The model is a shallow convolutional encoder-decoder with 6 input channels and 1 output channel. It is trained with MSE loss and optimized with Adam.

Evaluation

To evaluate a saved model:

  • Load a specific triplet of input timesteps
  • Predict the next frame using the trained model
  • Compute SSIM, PSNR, and MAE against the ground truth

Planned Extensions

  • Add support for more conditional channels (e.g.

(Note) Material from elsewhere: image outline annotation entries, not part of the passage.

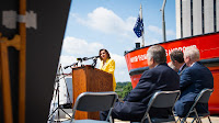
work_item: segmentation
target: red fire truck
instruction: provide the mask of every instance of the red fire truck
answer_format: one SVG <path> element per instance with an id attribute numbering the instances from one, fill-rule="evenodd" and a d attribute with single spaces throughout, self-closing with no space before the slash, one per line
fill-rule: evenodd
<path id="1" fill-rule="evenodd" d="M 200 62 L 207 66 L 214 76 L 214 92 L 209 100 L 209 111 L 211 114 L 219 113 L 219 32 L 197 35 L 170 42 L 160 43 L 166 52 L 168 62 L 173 49 L 184 51 L 187 46 L 196 46 L 200 52 Z M 131 85 L 135 88 L 141 74 L 149 69 L 146 54 L 149 46 L 125 52 Z"/>

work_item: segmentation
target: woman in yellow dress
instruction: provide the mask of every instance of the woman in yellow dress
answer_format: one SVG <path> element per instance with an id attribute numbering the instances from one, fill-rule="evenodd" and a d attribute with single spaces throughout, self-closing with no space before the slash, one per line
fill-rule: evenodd
<path id="1" fill-rule="evenodd" d="M 114 62 L 114 59 L 111 58 L 108 51 L 106 51 L 104 48 L 100 49 L 99 56 L 101 59 L 101 65 L 100 65 L 99 69 L 113 75 L 113 91 L 115 91 L 115 89 L 116 89 L 116 80 L 114 77 L 115 62 Z"/>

MIR, SWIR)
  • Train or integrate a self-supervised encoder and decoder setup for latent conditioning
  • Explore improved temporal encoders (ConvLSTM, 3D CNN)
  • Replace UNet with a deeper or hierarchical model
  • Switch to latent diffusion for efficiency and scalability

Requirements

  • Python 3.8+
  • PyTorch
  • torchvision
  • scikit-image
  • tqdm
  • Pillow
  • OpenCV

Notes

  • Make sure to adjust input paths and device configuration as per your system
  • Training may take time depending on image resolution and hardware

License

This project is for research and prototyping purposes only.